From point A to point B, located 24 km from A. The cyclist arrived at point B 4 hours earlier than walking

From point A to point B, located 24 km from A. The cyclist arrived at point B 4 hours earlier than walking. It is true that if the cyclist was traveling at a lower speed by 4 km / h, then the path from A to But it would take half the time that the walker would. Find the speed of the walker.

Let the speed of the cyclist be V1 and the speed of the pedestrian V2 km / h.

Then the cyclist spent time on the road from point A to point B:

t1 = S / V1 / = 24 / V1, where S is the distance from A to B.

The pedestrian spent time:

t2 = S / V2 = 24 / V2.

By condition t2 – t1 = 4 hours.

(24 / V2) – (24 / V1) = 4.

24 / V2 = 4 + (24 / V1). (one).

If the cyclist’s speed is (V1 – 4), then t1 = t2 / 2.

24 / (V1 – 4) = (24 / V2) / 2.

24 / V2 = 2 * 24 / (V1 – 4) (2).

Let’s solve the system of two equations 1 and 2.

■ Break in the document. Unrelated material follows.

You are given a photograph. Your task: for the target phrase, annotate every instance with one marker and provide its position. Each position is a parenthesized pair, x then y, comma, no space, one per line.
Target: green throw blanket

4 + (24 / V1) = 48 / (V1 – 4).

(4 * V1 + 24) * (V1 – 4) = 48 * V1.

4 * V12 + 24 * V1 – 16 * V1 – 96 – 48 * V1 = 0.

4 * V12 – 40 * V1 – 96 = 0.

V12 – 10 * V1 – 24 = 0.

Let’s solve the quadratic equation.

D = b2 – 4 * a * c = (-10) 2 – 4 * 1 * (-24) = 100 + 96 = 196.

X1 = (10 – √196) / (2 * 1) = (10 – 14) / 2 = -4 / 2 = -2. (Doesn’t fit because <0).

X2 = (10 + √196) / (2 * 1) = (10 + 14) / 2 = 24/2 = 12.

V1 = 12 km / h.

24 / V2 = 4 + (24 / V1). (one).

V2 = 24 / (4 + 24/12) = 24/6 = 4 km / h.

Answer: Pedestrian speed is 4 km / h.